Entre oficiales en retiro, desde el comienzo molestos con un Gobierno de izquierda, hay inconformidad, pero los nuevos comandantes del Ejército, Walter Córdova, y la Fuerza Aérea, Alfonso Artadi, y el ratificado jefe de la Marina, Alberto Alcalá, afirman que hay total respeto a la institucionalidad.

Gallardo, de la cartera de Educación, era primero en la lista de ministros con cabeza pedida, pero los escándalos de Ayala y Silva le quitaron el foco de atención. En su caso, la oposición lo acusa de vínculos con grupos de extrema izquierda a través de un grupo sindical del magisterio en el que también está Castillo.

Silva, a su vez, quedó en camino de destitución por el Congreso al aparecer audios que aparentemente prueban que destituyó a dos funcionarias para que transportistas informales cancelaran una huelga. Para completar, una de las reemplazantes tiene varios antecedentes por pequeños robos en supermercados.

En el acto en Ayacucho por los 100 días de gestión, Castillo dijo: "Ministro que no trabaje se tendrá que ir a su casa", pero no aclaró si eso aplica a los tres cuestionados, próximos a él desde hace años.

La oposición y dirigentes rebeldes del oficialismo, como el exprimer ministro Guido Bellido, exigen además la salida del secretario Pacheco, profesor de colegio muy amigo del jefe de Estado, al que acusan de abusar el cargo.

La prensa especula entretanto sobre las razones por las que la primera ministra, Mirtha Vásquez no fue a Ayacucho. Desde días atrás hay rumores no probados de que evalúa renunciar si no se depura el Gabinete.

Vásquez, de trayectoria en la izquierda aunque no en el partido de Castillo, Perú Libre, es mejor vista en amplios sectores que su antecesor Bellido, pero, aunque su presencia ha aliviado tensiones, ha generado otras, ya que la línea fundacional del colectivo oficialista la acusa de ser una carta del "centroderechismo".

Los ex primeros ministros Ana Jara (de Ollanta Humala) y Walter Martos (Martín Vizcarra) coinciden con analistas en que el presidente no solo no debe permitir la marcha de la jefa de Gabinete, sino que tiene que darle más autonomía para que le corrija los errores derivados de sus supuestos desconocimiento y falta de decisión.

En medio de los inacabables choques, expertos sostienen que Castillo tiene logros para exhibir aparte de la vacunación, pero no lo hace por falta de una estrategia de comunicación que enfrente la permanente voz alta de la derecha y la línea editorial opositora de la mayoría de diarios y televisoras.

El doctor en Ciencia Política Carlos Fernández Fontenoy menciona por ejemplo que la inversión pública creció 29%, las exportaciones tradicionales subirán 63%, y las no tradicionales, al igual que las ventas retail, superan las cifras prepandemia.

Asimismo, la economía crecerá 12%, Perú tendrá la mayor reducción de déficit fiscal de Latinoamérica y aumentarán las reservas internacionales netas, mientras el optimismo de los empresarios creció según encuestas.
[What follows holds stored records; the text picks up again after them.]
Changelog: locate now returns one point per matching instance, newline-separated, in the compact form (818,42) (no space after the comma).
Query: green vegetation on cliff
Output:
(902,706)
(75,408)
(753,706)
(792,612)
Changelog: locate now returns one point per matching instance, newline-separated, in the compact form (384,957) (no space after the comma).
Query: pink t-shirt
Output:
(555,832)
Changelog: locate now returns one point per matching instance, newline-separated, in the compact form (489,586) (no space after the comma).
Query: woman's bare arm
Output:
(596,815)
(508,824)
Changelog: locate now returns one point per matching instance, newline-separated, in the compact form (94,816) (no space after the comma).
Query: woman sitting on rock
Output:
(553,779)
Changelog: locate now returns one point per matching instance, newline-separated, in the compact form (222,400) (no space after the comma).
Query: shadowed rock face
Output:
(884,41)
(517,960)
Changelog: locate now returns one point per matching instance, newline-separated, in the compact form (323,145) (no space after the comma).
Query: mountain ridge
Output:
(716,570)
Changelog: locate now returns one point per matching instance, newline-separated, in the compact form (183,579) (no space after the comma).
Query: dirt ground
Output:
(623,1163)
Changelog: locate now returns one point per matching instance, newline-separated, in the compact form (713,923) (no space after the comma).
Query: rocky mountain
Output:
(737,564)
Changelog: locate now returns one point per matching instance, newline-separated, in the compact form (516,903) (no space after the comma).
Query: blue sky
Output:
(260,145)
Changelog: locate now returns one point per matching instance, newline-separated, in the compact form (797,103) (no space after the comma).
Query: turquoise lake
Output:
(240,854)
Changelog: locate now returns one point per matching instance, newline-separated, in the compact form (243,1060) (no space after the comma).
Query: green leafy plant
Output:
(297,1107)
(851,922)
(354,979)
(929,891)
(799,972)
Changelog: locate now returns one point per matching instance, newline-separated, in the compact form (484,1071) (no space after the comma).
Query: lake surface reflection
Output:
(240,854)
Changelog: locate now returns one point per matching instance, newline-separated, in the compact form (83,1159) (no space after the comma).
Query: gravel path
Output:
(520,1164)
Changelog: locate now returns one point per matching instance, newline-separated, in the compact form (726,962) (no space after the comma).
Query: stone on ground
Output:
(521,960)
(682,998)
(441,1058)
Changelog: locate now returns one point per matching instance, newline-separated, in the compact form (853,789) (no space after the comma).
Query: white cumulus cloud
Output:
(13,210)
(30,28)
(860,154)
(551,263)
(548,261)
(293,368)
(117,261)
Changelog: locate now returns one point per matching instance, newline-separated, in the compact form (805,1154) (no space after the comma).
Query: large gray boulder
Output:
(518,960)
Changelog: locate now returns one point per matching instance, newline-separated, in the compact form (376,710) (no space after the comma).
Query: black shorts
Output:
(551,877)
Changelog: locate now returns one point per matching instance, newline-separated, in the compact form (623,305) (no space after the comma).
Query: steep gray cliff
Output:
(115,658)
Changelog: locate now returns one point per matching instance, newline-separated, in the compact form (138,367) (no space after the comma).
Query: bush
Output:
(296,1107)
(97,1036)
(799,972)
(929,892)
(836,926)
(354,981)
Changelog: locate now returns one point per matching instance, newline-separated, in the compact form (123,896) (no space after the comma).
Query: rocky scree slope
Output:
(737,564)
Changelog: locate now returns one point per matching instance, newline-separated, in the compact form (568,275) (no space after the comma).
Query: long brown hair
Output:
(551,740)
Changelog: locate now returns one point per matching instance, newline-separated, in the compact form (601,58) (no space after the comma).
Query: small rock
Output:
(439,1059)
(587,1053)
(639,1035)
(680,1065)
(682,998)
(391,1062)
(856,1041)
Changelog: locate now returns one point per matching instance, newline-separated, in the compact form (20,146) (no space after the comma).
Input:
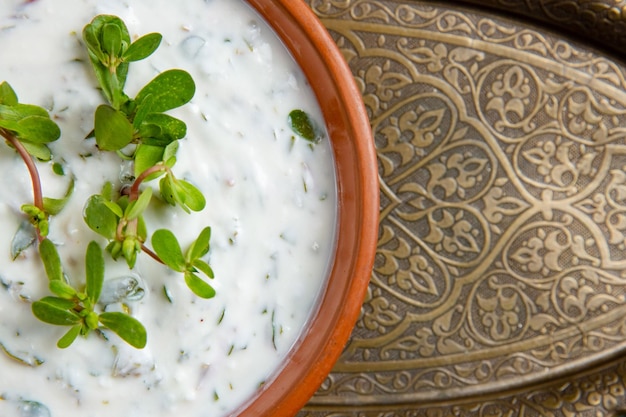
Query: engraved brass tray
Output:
(500,277)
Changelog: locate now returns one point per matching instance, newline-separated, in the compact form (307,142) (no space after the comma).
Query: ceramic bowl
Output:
(315,353)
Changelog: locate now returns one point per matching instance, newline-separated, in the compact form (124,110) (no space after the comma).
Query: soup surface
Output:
(271,205)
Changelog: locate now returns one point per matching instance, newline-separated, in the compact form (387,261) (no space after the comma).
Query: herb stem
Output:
(32,170)
(134,189)
(150,253)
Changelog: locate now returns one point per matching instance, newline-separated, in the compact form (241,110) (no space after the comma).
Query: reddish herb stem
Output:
(30,165)
(32,171)
(133,196)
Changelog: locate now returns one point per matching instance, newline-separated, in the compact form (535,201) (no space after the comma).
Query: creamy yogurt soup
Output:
(270,203)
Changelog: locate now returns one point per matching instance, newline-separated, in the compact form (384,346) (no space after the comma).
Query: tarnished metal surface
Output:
(499,284)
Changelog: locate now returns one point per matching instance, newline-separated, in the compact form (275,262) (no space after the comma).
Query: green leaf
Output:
(136,208)
(33,129)
(57,168)
(7,94)
(62,289)
(146,157)
(199,287)
(204,268)
(93,44)
(200,246)
(126,327)
(53,206)
(170,152)
(38,150)
(143,47)
(303,125)
(112,128)
(94,271)
(69,337)
(100,218)
(168,190)
(114,207)
(112,39)
(57,311)
(167,247)
(51,260)
(170,89)
(24,238)
(169,128)
(193,197)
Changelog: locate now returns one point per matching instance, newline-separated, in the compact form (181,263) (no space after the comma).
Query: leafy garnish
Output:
(304,126)
(78,310)
(139,130)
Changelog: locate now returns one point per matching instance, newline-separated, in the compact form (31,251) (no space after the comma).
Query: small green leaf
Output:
(100,218)
(69,337)
(53,206)
(38,150)
(200,246)
(7,94)
(112,128)
(170,89)
(126,327)
(24,238)
(303,125)
(168,190)
(193,197)
(146,157)
(56,311)
(51,260)
(170,151)
(169,128)
(203,267)
(112,39)
(62,289)
(33,129)
(57,168)
(167,247)
(143,47)
(94,271)
(136,208)
(199,287)
(114,207)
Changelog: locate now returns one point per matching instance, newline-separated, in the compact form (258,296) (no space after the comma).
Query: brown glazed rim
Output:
(314,355)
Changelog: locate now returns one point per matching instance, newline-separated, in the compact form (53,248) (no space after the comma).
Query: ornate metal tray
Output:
(499,285)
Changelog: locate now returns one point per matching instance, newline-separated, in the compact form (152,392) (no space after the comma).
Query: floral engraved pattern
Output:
(501,257)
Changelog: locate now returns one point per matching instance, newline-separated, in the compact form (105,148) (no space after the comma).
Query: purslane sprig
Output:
(76,309)
(142,125)
(137,129)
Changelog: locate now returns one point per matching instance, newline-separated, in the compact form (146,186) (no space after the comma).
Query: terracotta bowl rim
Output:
(317,350)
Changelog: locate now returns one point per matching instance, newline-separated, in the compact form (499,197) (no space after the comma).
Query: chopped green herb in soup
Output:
(251,171)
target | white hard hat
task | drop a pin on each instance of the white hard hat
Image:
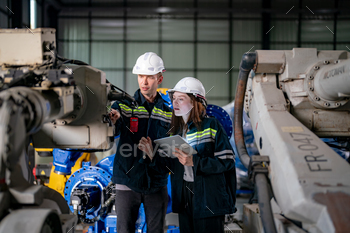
(190, 85)
(148, 64)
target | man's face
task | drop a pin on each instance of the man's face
(148, 84)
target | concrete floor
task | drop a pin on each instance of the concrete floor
(172, 218)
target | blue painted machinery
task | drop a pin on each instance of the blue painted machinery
(90, 195)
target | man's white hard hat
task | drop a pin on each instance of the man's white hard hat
(148, 64)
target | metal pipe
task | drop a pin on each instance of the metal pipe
(266, 214)
(247, 64)
(332, 82)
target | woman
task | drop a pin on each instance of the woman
(203, 184)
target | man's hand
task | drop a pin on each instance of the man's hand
(145, 145)
(184, 159)
(114, 115)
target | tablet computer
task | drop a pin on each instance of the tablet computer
(167, 145)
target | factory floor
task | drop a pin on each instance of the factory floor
(172, 218)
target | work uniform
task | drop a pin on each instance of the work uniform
(135, 182)
(203, 201)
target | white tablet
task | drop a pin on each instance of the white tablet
(167, 145)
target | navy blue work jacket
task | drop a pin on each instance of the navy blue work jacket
(130, 166)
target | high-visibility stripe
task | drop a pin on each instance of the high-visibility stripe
(127, 109)
(226, 157)
(229, 152)
(161, 112)
(195, 142)
(200, 134)
(161, 118)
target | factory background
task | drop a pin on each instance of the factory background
(203, 39)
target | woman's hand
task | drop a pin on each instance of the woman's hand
(184, 159)
(114, 115)
(145, 145)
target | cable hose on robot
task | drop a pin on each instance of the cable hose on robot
(247, 64)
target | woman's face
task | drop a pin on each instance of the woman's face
(182, 104)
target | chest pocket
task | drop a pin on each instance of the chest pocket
(162, 129)
(205, 149)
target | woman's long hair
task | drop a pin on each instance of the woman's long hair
(196, 115)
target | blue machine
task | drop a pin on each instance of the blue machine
(90, 195)
(64, 160)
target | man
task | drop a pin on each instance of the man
(135, 182)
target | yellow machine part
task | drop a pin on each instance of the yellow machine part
(162, 90)
(58, 182)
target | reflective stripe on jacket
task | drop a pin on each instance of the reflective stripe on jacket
(130, 168)
(214, 171)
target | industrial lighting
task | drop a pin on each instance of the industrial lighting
(32, 14)
(163, 10)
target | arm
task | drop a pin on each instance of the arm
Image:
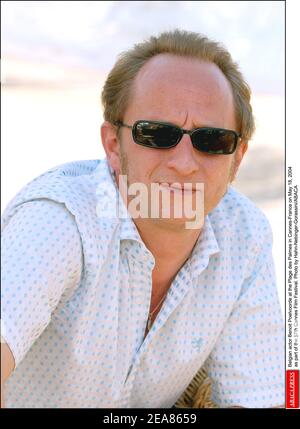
(7, 367)
(42, 240)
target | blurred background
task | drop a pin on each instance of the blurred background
(56, 55)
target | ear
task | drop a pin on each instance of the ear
(111, 145)
(239, 155)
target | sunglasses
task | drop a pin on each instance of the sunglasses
(163, 135)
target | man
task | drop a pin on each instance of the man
(121, 311)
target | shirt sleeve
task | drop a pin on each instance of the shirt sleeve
(247, 363)
(41, 255)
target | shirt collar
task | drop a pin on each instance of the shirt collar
(205, 247)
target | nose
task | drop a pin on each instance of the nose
(181, 158)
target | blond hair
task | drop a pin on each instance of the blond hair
(117, 90)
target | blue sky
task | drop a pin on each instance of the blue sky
(91, 34)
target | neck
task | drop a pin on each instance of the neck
(171, 245)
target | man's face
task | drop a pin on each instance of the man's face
(188, 93)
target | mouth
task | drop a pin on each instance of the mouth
(177, 187)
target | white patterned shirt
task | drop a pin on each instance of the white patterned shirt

Para la oposición, que se niega a darle algún crédito al Gobierno en economía, todo eso es sin embargo producto del "efecto rebote" posterior a un año pésimo para el mundo entero y por lo tanto le quitan mérito a Castillo.

El Presidente lleva 100 días en el cargo entre controversias que según los analistas son una mezcla de la oposición inclemente de partidos ideológicamente situados muy a la derecha y de continuos "errores no forzados" del Ejecutivo, sin que se vislumbren cambios pronto en ese escenario.